Everybody has or had regrets in their lives.
I still remember my first regret in my life. It was when I was still in elementary school - I reckon I was around 9 years old back then. I was walking out of my house, wanted to go to my school friend’s house who lived nearby. As I walked through the residence’s small garden by the street, I saw a wrinkly old man walking to my direction. He seemed like he was searching for something on the ground, which I assumed the recycled trash, such as cans, bottles, etc. He appeared to me like a homeless, he did not wear any shoes or sandals, he carried a filthy ripped plastic bag. I stopped and watched him for awhile. I wish I had some money in my pocket at the time. I did not bring any. I suddenly came up with an idea, I then ran back to my house without saying anything to him. I looked for my dad’s flip-flops or sandals, and found a pair, I was running back to find him. I intended to give him a pair of flip-flops, so at least he did not have to walk with his bare-foot anymore. Unfortunately, when I came back to the same spot where he was at, he was already gone. I felt bad and cried. My regret was I was supposed to talk to him first, asking him to wait, so he knew that I was going to give him footwear. But I couldn’t think clearly at the time. Huffh. I tried to reassure myself that the old man would be fine. I only could pray that hopefully other people would see him, and help him even more than I could. That regret actually haunted me for awhile.

Izzy and her flip-flop!

I had some other regrets in my life when I was a teenager. I felt like I was supposed to focus more to my school and studied harder like I used to. My teen perspective changed a little bit, as I thought being the cool kid was better than the smart kid. I hit the night club the first time when I was 14 years old, I did not even have my ID card yet back then (The security always stopped me because I always looked so young, but I usually borrowed an older friend’s ID to enter the night clubs). I’ve been there, done that. Therefore when I was older, I could control myself more than some of my friends, not being as wild anymore, as they started to hit the night clubs quite late. I feel like every decision we made would teach some lessons in life.
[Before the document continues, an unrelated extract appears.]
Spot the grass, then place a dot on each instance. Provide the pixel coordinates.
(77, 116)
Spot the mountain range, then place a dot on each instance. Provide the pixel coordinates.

Talking about regrets always leads me to think about the first time I met my husband. It’s not bad! But it turned out that one of the biggest regrets in my life was the reason how I met the love of my life. Here’s the story:

Firstly, let me start with a little information about when I met my husband for the very first time. I met him through work - you can check my love journey writings (this and that) or this one for further details. 

Before I graduated, my ex boss (ex Station Manager) from my first job as a radio broadcaster in Makassar, offered me a potential job in Jakarta that she thought would be suitable for me, as an Account Executive for a big Australian company that she was working with in Jakarta - she moved back to Jakarta a year before I moved back to Jakarta. She had been waiting for me until I finished my studies. As a fresh graduate, they actually offered me quite a good salary, more than half of the fresh graduate could get at the time (plus a car, a driver and some extra monthly money for make-up expenses). But you know what? I stupidly turned down the offer. It used to be one of the biggest regrets in my life. And you know what? I ended up working at the office who offered me a fresh graduate salary, about 1.5 million IDR lower than the one that my ex boss offered. That was quite a big difference, I felt like a complete moron. I was so naive. If I might provide a little excuse, I honestly did not have someone to ask and discuss about the offer, as most of my family were working as professionals or have their own businesses (they had no idea about the basic salary). I was single and the only person I could ask was my best-friend, who is also like my big sister from another mister. However, as she works as a diplomat, she actually did not really understand the companies’ basic salary as well. She said that’s not enough. We only compared what we received when we worked as MCs (She was my senior at Prambors radio back then), that we could get the same amount as the salary they offered me, only for talking once in a while, for two or three hours event.

I had been trying to make a peace with all the regrets in my life. I don’t regret them now! In fact, if I did not turn down the offer, I would not have worked at the UK Visa, and would not have met the love of my life! Plus I finally got promoted to be a permanent staff at the time. That’s why I always believe every cloud has a silver lining. We only can pray that hopefully every decision we have made or will make in this life are the best decision for us. I always believe that God is good, God always prepares what’s best for us. ;)

____________________

Dalam kehidupan ini kita sering berada dalam posisi sulit yang harus kita pikirkan dengan cepat dan memilih di antara pilihan. Kadang-kadang, kita memilih untuk mengikuti kata hati kita, atau mengikuti naluri kita. Tidak setiap keputusan yang kita buat memberi kita hasil terbaik, atau bahkan lebih buruk, dan seringkali agak terlambat untuk berubah pikiran. Kita akhirnya merasa bersalah atau menyesali apa yang kita pilih, dan bertanya-tanya tentang 'bagaimana jika'. Seperti ungkapan bahasa Indonesia: “Nasi sudah menjadi bubur”, tidak ada jalan kembali, apa yang sudah dilakukan, tidak bisa dibatalkan.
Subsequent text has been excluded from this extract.